Neil Young and Jack White give old songs new meanings

The anemic state of the music industry frequently raises suspicions about gimmicks and marketing ploys, and if not for the reputations of its creators—Neil Young and Jack White—that’s how A Letter Home might sound on paper. Recorded using a 1947 vinyl recording booth, A Letter Home risks putting process ahead of the listening experience, sacrificing fidelity for a cute narrative. Though White’s decade-long hunt for a Voice-O-Graph and its painstaking 18-month refurbishment are admirable, does that make up for the crackle and hum of the machine’s single-track recordings, or the occasional warping of Young’s iconically frail vocals? And beyond that, is there really a need to re-record songs that are either so iconic (Bruce Springsteen’s “My Hometown,” Willie Nelson’s “On The Road Again” and “Crazy”) or over-represented (Gordon Lightfoot’s “If You Could Only Read My Mind,” Tim Hardin’s “Reason To Believe”) that their lyrical weight has been rendered mostly meaningless?

The answer to both is a convincing yes, though a willingness to accept the collection on White and Young’s terms is crucial to getting anything out of A Letter Home. These terms are laid out in the spoken intro track, in which Young addresses his mother at the recommendation of “his friend Jack.” Of course, Young’s mother has been dead since 1990, making his requests for her to “start talking to daddy” since they are together now (he died in 2005) all the more tender. Later, Young prefaces “Reason To Believe” with another message to mom, this time recalling playing many of the album’s tracks while living with his family in Canada. Nothing about these little dedications seems contrived, though; rather, they give the man’s 35th studio album (yeah, a recording booth counts as a studio) a sense of purpose.

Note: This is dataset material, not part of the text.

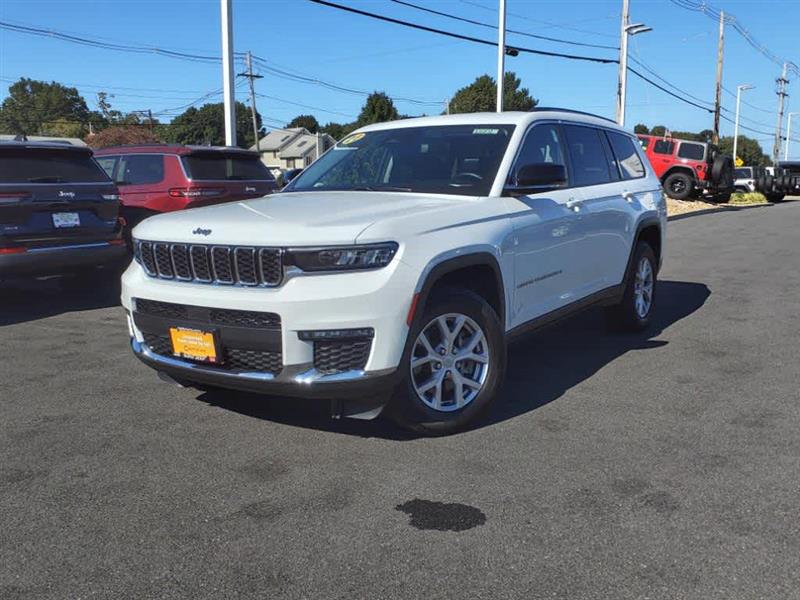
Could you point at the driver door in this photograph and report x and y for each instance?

The idea that faded, wrinkled songs and an antiquated recording technique can transcend Young’s personal connection, which he claims “changed his life,” and connect listeners to their own past or to a time that’s long gone is present in every raw, clumsy word Young utters on the album. Likewise, the performances are often inspired enough that the right impressionable mind could easily hear Young’s rendition of, say, “Needle Of Death,” the album’s grim highlight, and find their own life changed.  Sure, Young’s “Crazy” could never match the Patsy Cline record, and his take on  The Everly Brothers’ “I Wonder If I Care As Much” wastes White’s guest harmonizing on a slight, anti-climactic album closer. But as a whole, Young and White have managed to make an album that’s absolutely useful with a recording process that is absolutely central to that use.